REVIEW: Meena – ‘Different Now’
Meena’s debut album ‘Different Now’ is the sound of a band stretching their limbs without losing sight of the quiet magic that made them worth following in the first place. Over the past five years and three EPs, the Manchester quartet have carved out their own twilight zone, one where shoegaze glow meets and electronic pulse. But here, that world feels bigger, more intricate, and just a touch bolder.
From the opening moments of ‘Doreen’, where shimmering strings wrap around a crystalline beat, there’s a sense that Meena have tightened their focus without sanding down their haze. They still trade in breathy intimacy and blurred edges, but now the light cuts through more often, a glint of clarity breaking the fog.

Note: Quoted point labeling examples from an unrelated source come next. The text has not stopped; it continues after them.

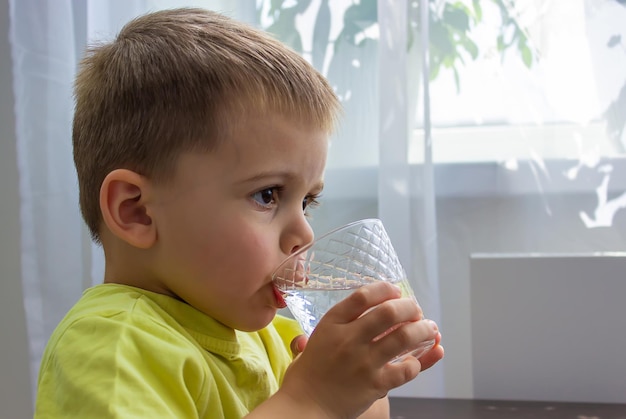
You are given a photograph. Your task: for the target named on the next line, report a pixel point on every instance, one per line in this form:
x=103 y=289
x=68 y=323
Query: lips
x=280 y=300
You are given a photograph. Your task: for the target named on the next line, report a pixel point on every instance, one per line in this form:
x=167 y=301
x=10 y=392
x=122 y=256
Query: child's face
x=229 y=217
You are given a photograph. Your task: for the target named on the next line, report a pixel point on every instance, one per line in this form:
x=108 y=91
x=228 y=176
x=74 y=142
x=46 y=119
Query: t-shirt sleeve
x=287 y=329
x=108 y=368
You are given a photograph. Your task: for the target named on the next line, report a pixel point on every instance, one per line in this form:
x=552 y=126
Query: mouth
x=279 y=297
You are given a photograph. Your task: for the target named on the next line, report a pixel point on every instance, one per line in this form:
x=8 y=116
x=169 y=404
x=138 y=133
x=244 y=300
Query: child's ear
x=123 y=202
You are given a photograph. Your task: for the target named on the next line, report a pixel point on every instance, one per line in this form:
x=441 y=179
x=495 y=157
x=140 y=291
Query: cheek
x=244 y=254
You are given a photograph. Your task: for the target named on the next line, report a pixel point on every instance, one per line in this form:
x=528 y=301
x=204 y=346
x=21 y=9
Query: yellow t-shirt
x=123 y=352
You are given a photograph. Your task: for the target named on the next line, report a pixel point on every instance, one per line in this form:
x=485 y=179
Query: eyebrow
x=318 y=187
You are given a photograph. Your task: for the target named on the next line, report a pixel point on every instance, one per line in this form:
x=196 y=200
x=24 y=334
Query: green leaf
x=500 y=43
x=478 y=11
x=456 y=17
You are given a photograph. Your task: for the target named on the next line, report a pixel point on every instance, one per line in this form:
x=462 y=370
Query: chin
x=259 y=322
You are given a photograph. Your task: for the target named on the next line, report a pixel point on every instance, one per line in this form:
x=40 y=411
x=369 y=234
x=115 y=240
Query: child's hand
x=344 y=369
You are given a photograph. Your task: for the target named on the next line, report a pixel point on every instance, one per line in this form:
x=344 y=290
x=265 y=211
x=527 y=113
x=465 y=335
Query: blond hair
x=175 y=80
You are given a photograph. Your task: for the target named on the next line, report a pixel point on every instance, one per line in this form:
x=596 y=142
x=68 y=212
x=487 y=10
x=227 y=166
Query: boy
x=199 y=144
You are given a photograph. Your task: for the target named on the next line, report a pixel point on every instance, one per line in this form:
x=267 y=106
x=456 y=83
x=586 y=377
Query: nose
x=298 y=232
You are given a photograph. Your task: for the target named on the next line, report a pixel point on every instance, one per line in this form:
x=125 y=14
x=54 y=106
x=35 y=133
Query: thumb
x=298 y=344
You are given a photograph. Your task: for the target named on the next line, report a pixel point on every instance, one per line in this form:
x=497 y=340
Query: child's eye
x=266 y=197
x=309 y=202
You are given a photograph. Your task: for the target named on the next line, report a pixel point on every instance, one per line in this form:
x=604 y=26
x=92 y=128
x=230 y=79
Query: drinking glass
x=330 y=268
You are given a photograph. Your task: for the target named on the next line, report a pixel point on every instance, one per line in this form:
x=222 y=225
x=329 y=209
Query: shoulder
x=116 y=349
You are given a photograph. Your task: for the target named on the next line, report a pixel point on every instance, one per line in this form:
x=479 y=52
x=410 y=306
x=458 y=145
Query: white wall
x=15 y=389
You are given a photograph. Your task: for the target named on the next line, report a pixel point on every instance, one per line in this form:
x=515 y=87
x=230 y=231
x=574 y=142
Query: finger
x=389 y=316
x=431 y=357
x=404 y=339
x=399 y=373
x=298 y=344
x=361 y=300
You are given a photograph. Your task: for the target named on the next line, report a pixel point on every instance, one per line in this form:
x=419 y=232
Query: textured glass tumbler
x=326 y=271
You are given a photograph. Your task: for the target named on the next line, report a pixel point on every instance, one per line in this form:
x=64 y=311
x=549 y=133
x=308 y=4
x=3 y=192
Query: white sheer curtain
x=44 y=47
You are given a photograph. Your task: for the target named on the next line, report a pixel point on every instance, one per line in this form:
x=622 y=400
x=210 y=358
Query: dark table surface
x=409 y=408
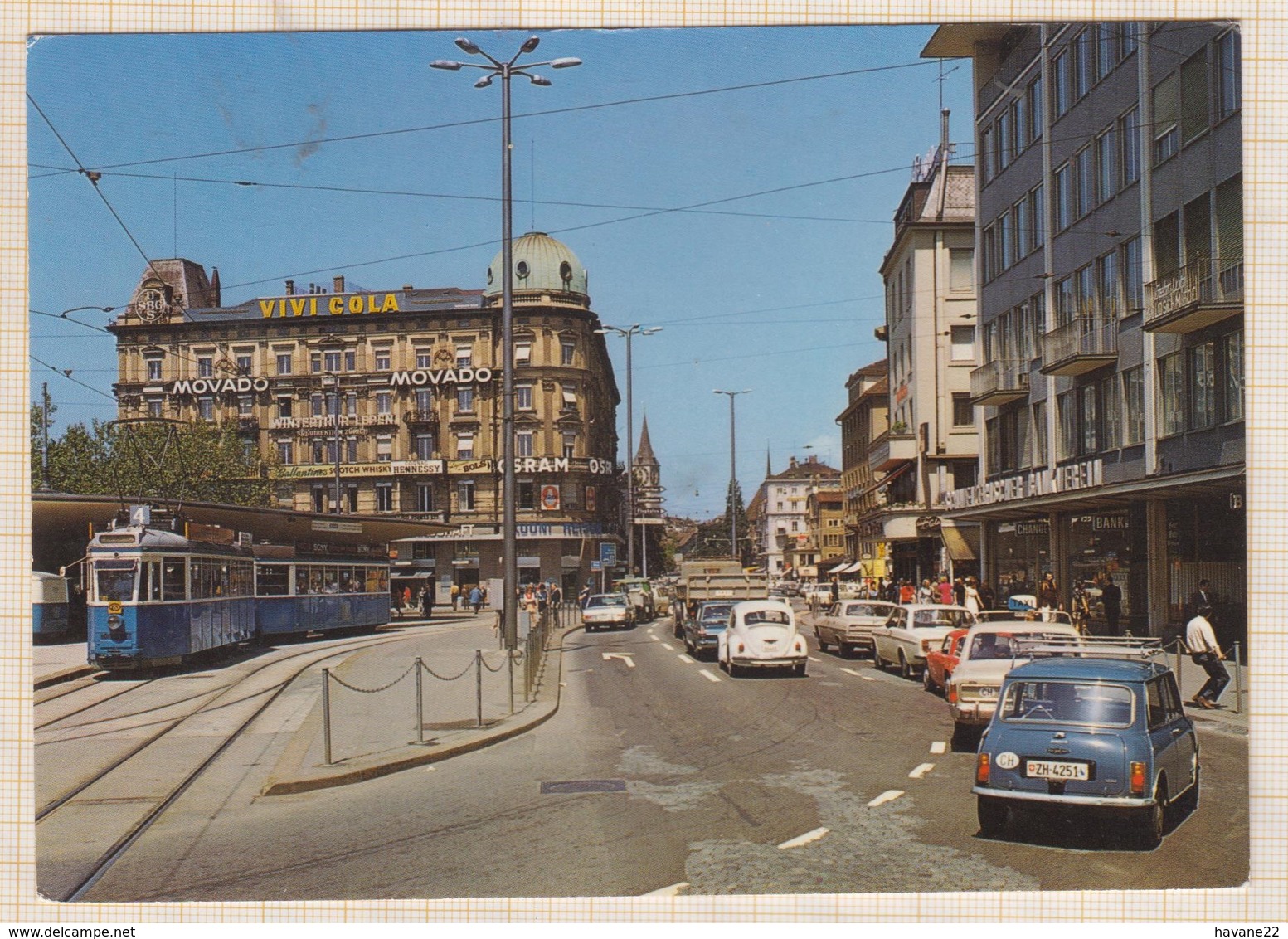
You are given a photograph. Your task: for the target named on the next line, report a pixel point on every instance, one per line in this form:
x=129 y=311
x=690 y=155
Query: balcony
x=999 y=382
x=893 y=450
x=1081 y=345
x=1203 y=293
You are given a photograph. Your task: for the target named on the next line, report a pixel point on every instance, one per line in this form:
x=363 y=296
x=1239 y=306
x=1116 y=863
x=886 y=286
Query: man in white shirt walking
x=1204 y=652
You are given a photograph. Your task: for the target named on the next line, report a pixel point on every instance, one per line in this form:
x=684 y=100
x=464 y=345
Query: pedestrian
x=1112 y=599
x=1204 y=652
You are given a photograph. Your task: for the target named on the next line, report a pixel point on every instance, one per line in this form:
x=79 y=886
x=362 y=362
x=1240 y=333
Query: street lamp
x=733 y=473
x=509 y=547
x=634 y=330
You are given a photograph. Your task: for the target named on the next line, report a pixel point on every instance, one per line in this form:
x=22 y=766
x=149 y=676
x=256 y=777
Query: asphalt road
x=659 y=771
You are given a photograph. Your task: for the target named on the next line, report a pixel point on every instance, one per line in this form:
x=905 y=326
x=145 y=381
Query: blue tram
x=51 y=605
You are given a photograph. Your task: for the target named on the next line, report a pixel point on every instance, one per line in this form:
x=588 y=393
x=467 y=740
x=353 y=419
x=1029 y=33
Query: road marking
x=804 y=839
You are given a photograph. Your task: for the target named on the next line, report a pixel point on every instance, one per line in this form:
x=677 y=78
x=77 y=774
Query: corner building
x=398 y=394
x=1111 y=261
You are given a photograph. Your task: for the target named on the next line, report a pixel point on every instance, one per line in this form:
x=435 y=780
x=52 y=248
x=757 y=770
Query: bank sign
x=1080 y=475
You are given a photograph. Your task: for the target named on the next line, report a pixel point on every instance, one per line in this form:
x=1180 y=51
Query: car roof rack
x=1091 y=647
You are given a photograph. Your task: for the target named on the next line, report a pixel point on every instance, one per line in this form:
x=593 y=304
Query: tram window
x=114 y=580
x=172 y=578
x=274 y=580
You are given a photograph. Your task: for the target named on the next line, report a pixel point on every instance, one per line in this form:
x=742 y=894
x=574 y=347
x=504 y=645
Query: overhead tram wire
x=377 y=134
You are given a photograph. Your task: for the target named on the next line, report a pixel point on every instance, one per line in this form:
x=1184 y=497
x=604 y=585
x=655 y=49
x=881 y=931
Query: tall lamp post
x=733 y=473
x=509 y=547
x=634 y=330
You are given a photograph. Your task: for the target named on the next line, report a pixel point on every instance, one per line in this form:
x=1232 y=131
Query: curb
x=289 y=778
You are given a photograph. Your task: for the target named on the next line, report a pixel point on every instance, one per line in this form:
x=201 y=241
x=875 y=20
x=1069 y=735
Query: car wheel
x=994 y=815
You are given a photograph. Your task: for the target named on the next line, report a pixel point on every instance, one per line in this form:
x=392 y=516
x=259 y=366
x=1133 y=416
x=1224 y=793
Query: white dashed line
x=804 y=839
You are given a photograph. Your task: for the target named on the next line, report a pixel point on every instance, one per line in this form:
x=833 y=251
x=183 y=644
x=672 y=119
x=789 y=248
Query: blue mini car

The tracklist flows like a carefully plotted journey. ‘Wait’ carries a low-lit tension, its echoing guitar cries hovering over a heartbeat rhythm. ‘Wonder’ swells with cinematic percussion before ‘Somebody’ unfurls into a dusky anthem, its rise and release perfectly paced. By the time ‘Peter ‘drifts between hush and drive in the closing stretch, you’re suspended between stillness and motion, exactly where Meena have always wanted you to be.
‘Different Now’ solidifies Meena’s place in the shoegaze-adjacent underground. It’s a debut that lures you into familiar shadows, then slips open doors to unexpected vistas. For a record built on subtlety, it leaves a surprisingly lasting mark.